PhD Scientific Days 2024

Molecular Medicine III.

Rare, cystic fibrosis causing mutations of the CFTR chloride channel

Text of the abstract

Cystic fibrosis (CF) is a life-threatening disease caused by mutations of the CFTR anion channel, which is expressed in epithelial cells and plays a role in salt-water transport. For most patients, who carry frequent mutant alleles, available modulator therapy mitigates the symptoms of the disease. Nonetheless, CF is still an incurable disorder.
Recently, three rare, previously unobserved, cystic fibrosis causing missense mutations (G126D, T582I, D984V) were identified in the Hungarian CF population. Our goal is to better understand the functional consequences of these mutations and to propose individualised treatments for patients carrying such alleles.
First, we created the point mutations in the pGEMHE plasmid expression system. Linearised plasmids were transcribed in vitro into cRNA, then injected into Xenopus laevis oocytes. Expressing the channels in oocytes allowed us to study channel gating properties in macroscopic and single-channel inside-out patch clamp recordings.
Analysing the macroscopic currents of the mutants, we detected no significant changes in their ATP affinities compared to the wild type protein.

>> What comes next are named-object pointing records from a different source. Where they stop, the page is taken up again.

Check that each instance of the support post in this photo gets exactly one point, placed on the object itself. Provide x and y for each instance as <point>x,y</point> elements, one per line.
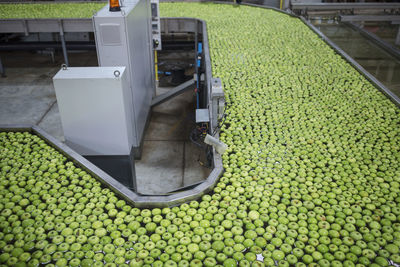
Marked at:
<point>2,70</point>
<point>63,44</point>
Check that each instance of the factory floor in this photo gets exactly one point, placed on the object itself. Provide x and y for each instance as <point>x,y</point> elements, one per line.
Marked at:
<point>169,160</point>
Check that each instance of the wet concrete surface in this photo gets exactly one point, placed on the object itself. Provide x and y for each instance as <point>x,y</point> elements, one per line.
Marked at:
<point>169,159</point>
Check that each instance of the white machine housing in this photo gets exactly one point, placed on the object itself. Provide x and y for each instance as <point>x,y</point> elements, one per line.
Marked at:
<point>95,107</point>
<point>156,24</point>
<point>124,38</point>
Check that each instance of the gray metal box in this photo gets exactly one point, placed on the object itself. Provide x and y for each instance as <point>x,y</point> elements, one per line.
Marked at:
<point>124,39</point>
<point>95,107</point>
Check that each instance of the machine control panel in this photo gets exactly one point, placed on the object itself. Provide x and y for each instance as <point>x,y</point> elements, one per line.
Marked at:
<point>155,24</point>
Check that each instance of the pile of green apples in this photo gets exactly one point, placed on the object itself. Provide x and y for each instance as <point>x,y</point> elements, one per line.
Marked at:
<point>312,174</point>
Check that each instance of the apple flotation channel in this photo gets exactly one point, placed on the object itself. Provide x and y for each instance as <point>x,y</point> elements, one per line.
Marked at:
<point>311,170</point>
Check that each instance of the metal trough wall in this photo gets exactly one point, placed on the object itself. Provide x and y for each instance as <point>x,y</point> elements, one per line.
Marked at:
<point>394,98</point>
<point>137,200</point>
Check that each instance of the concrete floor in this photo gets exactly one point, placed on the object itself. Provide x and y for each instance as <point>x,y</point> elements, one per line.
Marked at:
<point>169,161</point>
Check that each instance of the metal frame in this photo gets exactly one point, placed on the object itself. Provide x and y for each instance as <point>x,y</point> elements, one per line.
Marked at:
<point>60,26</point>
<point>342,6</point>
<point>392,18</point>
<point>384,45</point>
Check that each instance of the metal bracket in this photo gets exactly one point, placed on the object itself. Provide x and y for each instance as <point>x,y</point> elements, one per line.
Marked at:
<point>217,102</point>
<point>189,85</point>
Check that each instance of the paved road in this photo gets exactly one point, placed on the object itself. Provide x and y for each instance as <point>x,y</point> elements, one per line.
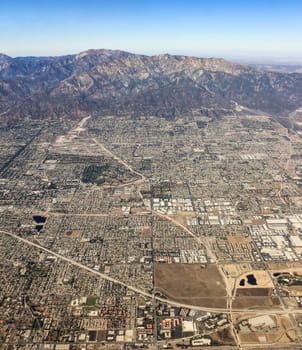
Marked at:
<point>269,311</point>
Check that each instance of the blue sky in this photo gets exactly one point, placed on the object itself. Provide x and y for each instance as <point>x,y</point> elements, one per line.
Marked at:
<point>231,28</point>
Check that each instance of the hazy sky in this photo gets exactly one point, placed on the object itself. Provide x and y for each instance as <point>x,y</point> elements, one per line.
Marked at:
<point>226,28</point>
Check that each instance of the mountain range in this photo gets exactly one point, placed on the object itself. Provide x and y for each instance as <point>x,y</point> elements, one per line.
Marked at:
<point>121,83</point>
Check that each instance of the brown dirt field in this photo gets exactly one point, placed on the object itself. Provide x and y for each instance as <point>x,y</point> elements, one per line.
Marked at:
<point>224,336</point>
<point>191,284</point>
<point>253,292</point>
<point>248,338</point>
<point>262,277</point>
<point>283,266</point>
<point>255,302</point>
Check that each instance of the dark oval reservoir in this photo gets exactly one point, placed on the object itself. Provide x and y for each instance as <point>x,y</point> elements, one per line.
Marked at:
<point>39,219</point>
<point>251,280</point>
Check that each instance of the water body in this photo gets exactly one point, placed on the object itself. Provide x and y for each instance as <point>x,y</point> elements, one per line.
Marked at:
<point>251,280</point>
<point>39,219</point>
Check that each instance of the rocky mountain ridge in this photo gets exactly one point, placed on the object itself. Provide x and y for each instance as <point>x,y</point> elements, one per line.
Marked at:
<point>121,83</point>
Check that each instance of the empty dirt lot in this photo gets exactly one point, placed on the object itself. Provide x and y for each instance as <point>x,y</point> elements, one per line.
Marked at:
<point>191,284</point>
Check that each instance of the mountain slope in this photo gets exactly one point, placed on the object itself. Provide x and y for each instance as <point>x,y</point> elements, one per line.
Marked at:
<point>116,82</point>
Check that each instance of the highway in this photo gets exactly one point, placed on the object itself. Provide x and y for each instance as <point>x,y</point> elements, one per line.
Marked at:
<point>268,311</point>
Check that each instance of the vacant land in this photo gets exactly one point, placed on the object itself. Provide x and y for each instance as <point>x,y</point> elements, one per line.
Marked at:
<point>201,286</point>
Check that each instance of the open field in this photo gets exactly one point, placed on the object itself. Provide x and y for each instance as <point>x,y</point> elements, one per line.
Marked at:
<point>282,333</point>
<point>197,283</point>
<point>253,302</point>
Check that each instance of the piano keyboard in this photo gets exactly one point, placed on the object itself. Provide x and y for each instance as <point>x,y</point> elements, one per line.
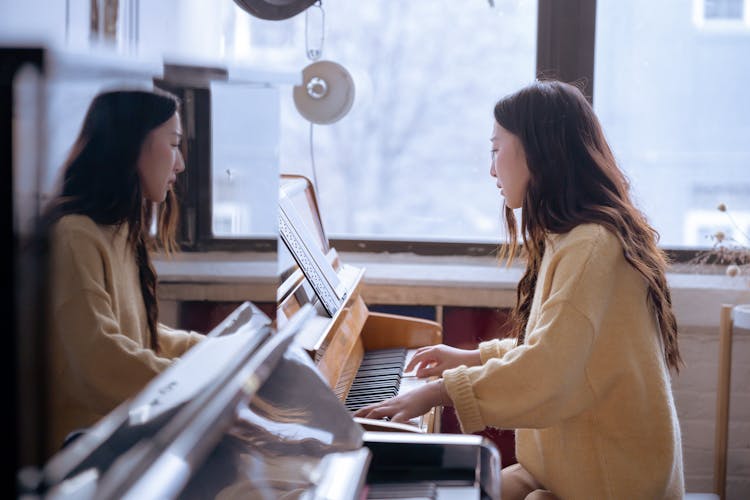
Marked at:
<point>378,378</point>
<point>381,376</point>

Furthermore, the reversible component of activation caused by the binding of protein kinase A (PKA) was retained in all cases. Evaluation of single-channel recordings revealed a lower open probability (Po) in the case of the G126D construct compared to wild type CFTR, caused by a shortened mean burst duration. A decrease in the mutant channels’ conductance was also observed. For the T582I construct a lower Po, resulting from elongated mean interburst durations, was detected. Finally, for the D984V mutation, the mean burst and interburst durations both decreased and therefore the Po stayed similar to that of the wild type CFTR channel. Since all mutations affected channel gating, pharmacological studies were conducted, which showed that all constructs respond to the potentiator drugs available in CF therapy (Vx-770, Vx-445), with multifold increases in their currents.
In summary, we identified the main gating properties of three CF-associated mutants utilising macroscopic and microscopic patch-clamp measurements. Based on our pharmacological examination, we recommend the application of the potentiator drugs currently used in therapy for all the three cases.

Funding: Cystic Fibrosis Foundation CSANAD21G0 to László Csanády.